Şırnak’ın Cizre ilçesinde bölücü örgütün saldırısında şehit oldu er Vedat Dolançay. Aslen Vanlı’ydı ama Bodrum’daki bir dalış merkezinde çalışıyor ve amatör küme takımlarından birinde futbol oynuyordu. 6 kardeşi daha vardı. Şehit haberi hem memleketi Van’da hem de yaşamını sürdürdüğü Bodrum’da büyük üzüntüye yol açtı. Tabi ateş en çok da düştüğü yeri yaktı. Annesi, babası, kardeşleri bu ateşi yüreklerinin en derininde hissetti kuşkusuz.
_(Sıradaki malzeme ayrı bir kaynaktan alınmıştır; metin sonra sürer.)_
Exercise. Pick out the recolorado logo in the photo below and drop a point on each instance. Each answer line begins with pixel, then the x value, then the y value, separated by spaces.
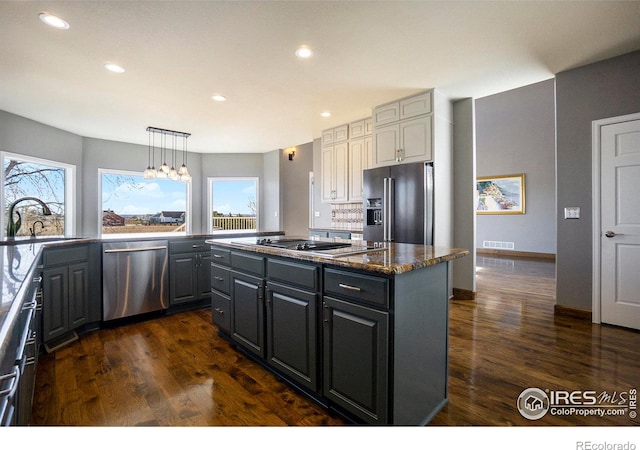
pixel 534 403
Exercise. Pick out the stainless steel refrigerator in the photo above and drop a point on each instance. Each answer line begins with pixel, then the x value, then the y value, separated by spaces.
pixel 398 203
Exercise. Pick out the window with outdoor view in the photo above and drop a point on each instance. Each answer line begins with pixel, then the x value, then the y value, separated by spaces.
pixel 233 204
pixel 134 205
pixel 38 194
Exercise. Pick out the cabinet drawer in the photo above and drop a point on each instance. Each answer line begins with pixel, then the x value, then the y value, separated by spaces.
pixel 415 106
pixel 302 275
pixel 220 308
pixel 190 245
pixel 220 278
pixel 355 286
pixel 221 256
pixel 248 263
pixel 65 255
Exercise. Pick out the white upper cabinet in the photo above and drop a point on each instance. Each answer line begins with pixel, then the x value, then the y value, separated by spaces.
pixel 346 152
pixel 403 131
pixel 334 172
pixel 360 155
pixel 416 106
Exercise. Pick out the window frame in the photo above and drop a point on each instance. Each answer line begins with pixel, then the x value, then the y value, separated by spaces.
pixel 188 210
pixel 210 181
pixel 70 206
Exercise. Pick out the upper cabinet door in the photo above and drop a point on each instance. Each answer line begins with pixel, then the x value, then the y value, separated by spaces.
pixel 388 113
pixel 356 166
pixel 356 129
pixel 415 138
pixel 341 133
pixel 415 106
pixel 386 143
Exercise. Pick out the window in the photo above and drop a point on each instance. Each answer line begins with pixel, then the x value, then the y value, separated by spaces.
pixel 49 181
pixel 132 205
pixel 233 204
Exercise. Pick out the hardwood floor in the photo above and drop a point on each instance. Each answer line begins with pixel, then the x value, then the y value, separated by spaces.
pixel 176 370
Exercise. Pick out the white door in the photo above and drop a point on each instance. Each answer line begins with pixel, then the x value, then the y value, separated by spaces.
pixel 618 224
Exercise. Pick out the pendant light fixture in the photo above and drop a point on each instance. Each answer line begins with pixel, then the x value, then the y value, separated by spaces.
pixel 164 171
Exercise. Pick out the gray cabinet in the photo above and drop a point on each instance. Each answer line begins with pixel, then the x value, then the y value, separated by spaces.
pixel 292 297
pixel 189 273
pixel 247 302
pixel 356 344
pixel 221 288
pixel 71 290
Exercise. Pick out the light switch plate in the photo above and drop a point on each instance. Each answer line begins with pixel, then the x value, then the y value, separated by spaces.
pixel 572 212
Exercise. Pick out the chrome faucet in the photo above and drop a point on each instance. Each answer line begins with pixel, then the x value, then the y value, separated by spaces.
pixel 13 227
pixel 33 230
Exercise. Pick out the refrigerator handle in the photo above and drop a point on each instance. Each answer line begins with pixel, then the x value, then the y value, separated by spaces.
pixel 384 209
pixel 391 209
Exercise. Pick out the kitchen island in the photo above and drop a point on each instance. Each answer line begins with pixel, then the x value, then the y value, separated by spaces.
pixel 363 330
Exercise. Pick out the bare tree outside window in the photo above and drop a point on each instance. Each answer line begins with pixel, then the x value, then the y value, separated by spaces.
pixel 25 178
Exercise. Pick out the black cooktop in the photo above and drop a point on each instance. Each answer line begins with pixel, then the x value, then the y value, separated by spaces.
pixel 301 244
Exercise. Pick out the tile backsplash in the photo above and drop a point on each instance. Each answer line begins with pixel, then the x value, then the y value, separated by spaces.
pixel 347 216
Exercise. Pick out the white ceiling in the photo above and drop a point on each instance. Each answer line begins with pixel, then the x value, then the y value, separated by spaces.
pixel 177 54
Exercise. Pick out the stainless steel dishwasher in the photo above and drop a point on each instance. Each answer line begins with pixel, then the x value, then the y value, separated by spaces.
pixel 135 278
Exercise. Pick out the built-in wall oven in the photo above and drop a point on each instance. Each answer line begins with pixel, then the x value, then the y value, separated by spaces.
pixel 135 278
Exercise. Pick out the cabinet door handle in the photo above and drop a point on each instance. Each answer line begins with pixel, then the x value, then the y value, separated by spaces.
pixel 349 287
pixel 325 307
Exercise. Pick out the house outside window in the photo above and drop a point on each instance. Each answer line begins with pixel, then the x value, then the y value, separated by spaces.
pixel 233 204
pixel 132 205
pixel 51 182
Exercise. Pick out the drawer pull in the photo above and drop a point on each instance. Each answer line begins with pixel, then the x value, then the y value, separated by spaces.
pixel 349 287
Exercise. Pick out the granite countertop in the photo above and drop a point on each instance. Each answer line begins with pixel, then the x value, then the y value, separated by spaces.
pixel 392 259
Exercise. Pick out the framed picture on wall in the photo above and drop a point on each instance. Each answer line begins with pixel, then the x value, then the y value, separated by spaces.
pixel 500 194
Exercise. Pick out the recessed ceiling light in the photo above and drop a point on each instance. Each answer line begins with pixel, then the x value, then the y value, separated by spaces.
pixel 113 68
pixel 304 52
pixel 53 21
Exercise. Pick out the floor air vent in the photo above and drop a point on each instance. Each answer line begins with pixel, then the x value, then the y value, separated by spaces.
pixel 499 245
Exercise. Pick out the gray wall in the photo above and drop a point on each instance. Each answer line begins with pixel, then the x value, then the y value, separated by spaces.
pixel 324 209
pixel 295 189
pixel 515 133
pixel 27 137
pixel 270 194
pixel 605 89
pixel 464 175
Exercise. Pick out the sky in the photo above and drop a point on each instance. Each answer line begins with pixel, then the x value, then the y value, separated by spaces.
pixel 133 195
pixel 125 194
pixel 232 196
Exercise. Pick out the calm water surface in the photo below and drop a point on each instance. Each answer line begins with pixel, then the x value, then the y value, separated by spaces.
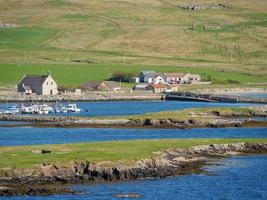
pixel 32 136
pixel 235 178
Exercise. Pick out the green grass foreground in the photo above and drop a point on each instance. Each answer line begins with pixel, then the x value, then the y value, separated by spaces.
pixel 77 74
pixel 21 157
pixel 191 113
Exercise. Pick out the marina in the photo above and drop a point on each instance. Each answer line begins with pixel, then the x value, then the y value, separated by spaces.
pixel 40 109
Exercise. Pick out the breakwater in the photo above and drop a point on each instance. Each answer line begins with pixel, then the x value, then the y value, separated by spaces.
pixel 166 163
pixel 212 118
pixel 188 96
pixel 82 97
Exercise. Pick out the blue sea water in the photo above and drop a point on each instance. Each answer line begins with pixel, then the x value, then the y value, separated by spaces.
pixel 235 178
pixel 33 136
pixel 111 108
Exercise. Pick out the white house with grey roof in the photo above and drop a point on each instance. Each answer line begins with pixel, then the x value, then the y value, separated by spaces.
pixel 38 84
pixel 151 77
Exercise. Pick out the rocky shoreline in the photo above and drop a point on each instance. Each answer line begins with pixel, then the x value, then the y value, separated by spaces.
pixel 212 119
pixel 83 97
pixel 171 162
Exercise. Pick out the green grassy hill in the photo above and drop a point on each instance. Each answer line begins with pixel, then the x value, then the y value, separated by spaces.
pixel 97 34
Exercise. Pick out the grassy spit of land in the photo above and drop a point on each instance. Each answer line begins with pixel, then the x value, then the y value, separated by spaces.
pixel 187 118
pixel 25 172
pixel 123 152
pixel 88 40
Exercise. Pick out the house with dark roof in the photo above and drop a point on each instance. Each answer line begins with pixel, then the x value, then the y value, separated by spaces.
pixel 38 84
pixel 181 78
pixel 102 86
pixel 151 77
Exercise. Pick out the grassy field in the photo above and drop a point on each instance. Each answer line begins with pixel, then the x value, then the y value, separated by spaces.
pixel 119 151
pixel 76 74
pixel 86 40
pixel 200 114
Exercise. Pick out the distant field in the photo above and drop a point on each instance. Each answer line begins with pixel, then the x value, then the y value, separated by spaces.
pixel 76 74
pixel 145 33
pixel 123 151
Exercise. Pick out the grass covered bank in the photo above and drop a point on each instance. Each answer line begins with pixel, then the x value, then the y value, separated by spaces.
pixel 77 74
pixel 21 157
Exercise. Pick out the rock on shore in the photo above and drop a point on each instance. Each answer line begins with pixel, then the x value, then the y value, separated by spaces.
pixel 166 163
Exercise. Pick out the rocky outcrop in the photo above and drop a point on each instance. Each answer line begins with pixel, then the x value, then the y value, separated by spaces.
pixel 82 97
pixel 166 163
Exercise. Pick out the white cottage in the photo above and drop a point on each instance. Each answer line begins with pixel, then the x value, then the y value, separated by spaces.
pixel 38 84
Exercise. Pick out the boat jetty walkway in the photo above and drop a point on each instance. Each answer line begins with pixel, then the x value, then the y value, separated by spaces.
pixel 188 96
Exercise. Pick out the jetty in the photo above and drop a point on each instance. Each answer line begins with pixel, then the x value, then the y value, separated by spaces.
pixel 189 96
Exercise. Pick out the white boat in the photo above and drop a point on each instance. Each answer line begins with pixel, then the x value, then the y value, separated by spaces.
pixel 27 109
pixel 14 109
pixel 71 108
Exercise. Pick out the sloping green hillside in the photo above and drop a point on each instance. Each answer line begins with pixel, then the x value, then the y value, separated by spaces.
pixel 137 32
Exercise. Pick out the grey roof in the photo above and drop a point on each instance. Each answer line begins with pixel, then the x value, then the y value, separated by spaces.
pixel 154 75
pixel 91 85
pixel 95 84
pixel 33 79
pixel 141 85
pixel 145 73
pixel 27 87
pixel 112 84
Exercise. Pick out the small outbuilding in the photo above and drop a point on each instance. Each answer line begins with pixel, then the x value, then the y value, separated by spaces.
pixel 102 86
pixel 38 84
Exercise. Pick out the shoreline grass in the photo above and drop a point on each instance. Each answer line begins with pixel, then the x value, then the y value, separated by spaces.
pixel 21 157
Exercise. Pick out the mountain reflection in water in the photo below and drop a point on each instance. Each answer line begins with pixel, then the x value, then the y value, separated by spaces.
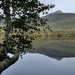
pixel 55 58
pixel 38 64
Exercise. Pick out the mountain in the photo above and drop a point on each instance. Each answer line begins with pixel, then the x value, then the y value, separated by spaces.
pixel 57 12
pixel 61 21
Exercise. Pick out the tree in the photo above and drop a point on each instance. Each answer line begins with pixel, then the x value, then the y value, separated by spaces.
pixel 20 16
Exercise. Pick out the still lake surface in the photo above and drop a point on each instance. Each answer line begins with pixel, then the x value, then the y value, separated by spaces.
pixel 39 63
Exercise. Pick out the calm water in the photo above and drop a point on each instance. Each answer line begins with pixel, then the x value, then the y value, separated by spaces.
pixel 39 64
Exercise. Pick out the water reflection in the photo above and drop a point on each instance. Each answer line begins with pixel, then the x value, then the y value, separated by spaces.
pixel 48 58
pixel 38 64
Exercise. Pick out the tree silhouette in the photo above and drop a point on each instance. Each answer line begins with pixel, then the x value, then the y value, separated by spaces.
pixel 20 16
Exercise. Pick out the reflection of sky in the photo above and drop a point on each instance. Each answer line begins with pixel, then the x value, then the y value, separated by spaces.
pixel 36 64
pixel 63 5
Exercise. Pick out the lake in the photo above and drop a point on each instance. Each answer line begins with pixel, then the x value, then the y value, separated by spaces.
pixel 48 58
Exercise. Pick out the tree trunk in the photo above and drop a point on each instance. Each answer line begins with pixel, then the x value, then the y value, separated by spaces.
pixel 8 62
pixel 6 9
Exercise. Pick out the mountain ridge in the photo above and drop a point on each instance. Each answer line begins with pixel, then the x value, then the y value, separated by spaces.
pixel 63 21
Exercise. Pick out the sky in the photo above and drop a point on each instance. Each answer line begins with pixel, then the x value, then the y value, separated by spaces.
pixel 66 6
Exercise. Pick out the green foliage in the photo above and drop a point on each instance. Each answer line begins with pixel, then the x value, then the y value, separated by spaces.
pixel 24 16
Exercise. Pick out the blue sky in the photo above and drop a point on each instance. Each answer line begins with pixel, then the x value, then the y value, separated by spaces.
pixel 66 6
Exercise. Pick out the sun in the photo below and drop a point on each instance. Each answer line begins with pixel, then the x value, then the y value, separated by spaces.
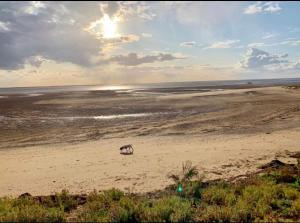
pixel 109 27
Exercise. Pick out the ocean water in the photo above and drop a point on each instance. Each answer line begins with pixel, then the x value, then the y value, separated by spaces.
pixel 167 87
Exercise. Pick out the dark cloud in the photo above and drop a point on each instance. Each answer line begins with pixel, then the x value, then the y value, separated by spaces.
pixel 133 59
pixel 49 31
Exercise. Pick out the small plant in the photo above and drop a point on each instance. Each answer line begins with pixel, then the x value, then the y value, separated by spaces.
pixel 183 179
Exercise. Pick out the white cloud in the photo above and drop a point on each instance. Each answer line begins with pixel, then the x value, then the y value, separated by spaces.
pixel 188 44
pixel 291 42
pixel 260 7
pixel 146 35
pixel 222 44
pixel 135 9
pixel 255 44
pixel 257 59
pixel 36 61
pixel 269 35
pixel 133 59
pixel 4 27
pixel 272 7
pixel 34 7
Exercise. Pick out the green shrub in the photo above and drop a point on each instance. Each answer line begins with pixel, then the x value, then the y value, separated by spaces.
pixel 28 210
pixel 168 209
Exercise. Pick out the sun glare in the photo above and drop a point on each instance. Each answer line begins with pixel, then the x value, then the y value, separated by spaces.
pixel 109 27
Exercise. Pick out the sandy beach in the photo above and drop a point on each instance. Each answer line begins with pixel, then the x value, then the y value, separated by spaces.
pixel 225 133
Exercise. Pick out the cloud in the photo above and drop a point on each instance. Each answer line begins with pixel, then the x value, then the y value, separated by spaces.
pixel 188 44
pixel 34 7
pixel 292 42
pixel 146 35
pixel 254 45
pixel 4 27
pixel 256 59
pixel 222 44
pixel 135 9
pixel 57 32
pixel 198 13
pixel 269 35
pixel 260 7
pixel 36 61
pixel 133 59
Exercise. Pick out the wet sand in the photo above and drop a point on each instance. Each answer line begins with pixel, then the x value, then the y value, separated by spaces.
pixel 225 133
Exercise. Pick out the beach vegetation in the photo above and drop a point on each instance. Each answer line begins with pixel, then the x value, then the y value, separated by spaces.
pixel 272 195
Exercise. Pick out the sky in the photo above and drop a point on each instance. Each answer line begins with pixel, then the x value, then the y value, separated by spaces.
pixel 112 43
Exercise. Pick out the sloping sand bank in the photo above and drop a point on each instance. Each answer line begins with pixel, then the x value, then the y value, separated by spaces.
pixel 98 165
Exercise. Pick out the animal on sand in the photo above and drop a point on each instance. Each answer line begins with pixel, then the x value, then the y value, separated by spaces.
pixel 126 149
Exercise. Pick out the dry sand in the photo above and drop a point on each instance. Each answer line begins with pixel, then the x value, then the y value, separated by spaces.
pixel 88 165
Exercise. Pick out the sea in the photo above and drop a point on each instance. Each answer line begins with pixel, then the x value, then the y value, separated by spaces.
pixel 154 87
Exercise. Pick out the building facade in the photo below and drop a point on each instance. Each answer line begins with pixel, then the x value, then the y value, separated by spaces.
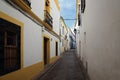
pixel 63 35
pixel 29 37
pixel 99 38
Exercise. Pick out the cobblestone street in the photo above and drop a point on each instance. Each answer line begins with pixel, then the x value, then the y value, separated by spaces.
pixel 67 68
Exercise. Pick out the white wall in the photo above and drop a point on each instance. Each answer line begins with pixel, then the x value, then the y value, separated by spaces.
pixel 32 35
pixel 101 22
pixel 55 13
pixel 53 39
pixel 38 7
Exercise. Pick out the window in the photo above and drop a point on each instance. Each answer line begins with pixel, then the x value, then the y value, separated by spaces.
pixel 9 47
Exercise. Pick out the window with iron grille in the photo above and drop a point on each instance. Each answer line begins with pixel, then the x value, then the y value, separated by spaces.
pixel 9 47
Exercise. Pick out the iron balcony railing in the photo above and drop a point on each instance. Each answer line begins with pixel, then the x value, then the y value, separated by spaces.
pixel 28 2
pixel 48 18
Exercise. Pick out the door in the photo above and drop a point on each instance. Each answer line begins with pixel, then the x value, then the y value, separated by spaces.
pixel 46 51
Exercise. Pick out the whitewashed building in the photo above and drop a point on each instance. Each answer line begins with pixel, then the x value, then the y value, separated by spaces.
pixel 29 37
pixel 63 36
pixel 99 38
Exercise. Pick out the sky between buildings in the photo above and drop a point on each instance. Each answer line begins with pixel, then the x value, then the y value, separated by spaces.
pixel 68 11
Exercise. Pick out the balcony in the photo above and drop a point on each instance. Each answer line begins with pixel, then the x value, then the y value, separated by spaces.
pixel 28 2
pixel 48 19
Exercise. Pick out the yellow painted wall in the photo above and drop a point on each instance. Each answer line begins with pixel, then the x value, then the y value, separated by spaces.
pixel 25 73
Ve fakat babası Vezir Dolançay bu büyük acıya rağmen çıktı, “Ben Kürt oğlu Kürt’üm ve şehit babasıyım. Şehidime kurban olayım” deme ferasetini gösterdi. Çok ama çok anlamlı bir çıkış. Özellikle Türkle Kürdü ayırmaya, sanki iki düşman milletmiş gibi göstermeye çalışanlara, her Kürdü PKK ile özdeşleştirme gayretinden vazgeçmeyenlere kapak olacak bir çıkıştı bu.
Vanlı Vedat son örnek.
Daha böyle nice Kürt gençleri var hayatının baharında toprağa düşürülen…
Yıllardır şehit edilen onbinlerce polis, asker, öğretmen, imam vs. arasında o kadar çok ki Kürt kökenli olan…
Sözüm ona Kürtlerin haklarını savunduğunu iddia eden PKK denilen illet ve uzantıları ile solcu, hümanist, aydın, insan hakları savunucusu geçinen bir kısım zümre bu durumlarda ansızın sessizliğe bürünüyor nedense…
Daha başlangıç yıllarında köylerde, mezralarda, evlerinde, yataklarında katledilen Kürt bebeklerini unuttular şimdi ‘Bebek katili devlet’ yaygarası yapıyorlar…
Şu sıralar bu kesim anlaşmış gibi hep bir ağızdan feveran ediyor. Neymiş efendim Doğu’da Güneydoğu’da devlet kitlesel katliam yapıyormuş, masum bölge insanını öldürüyormuş…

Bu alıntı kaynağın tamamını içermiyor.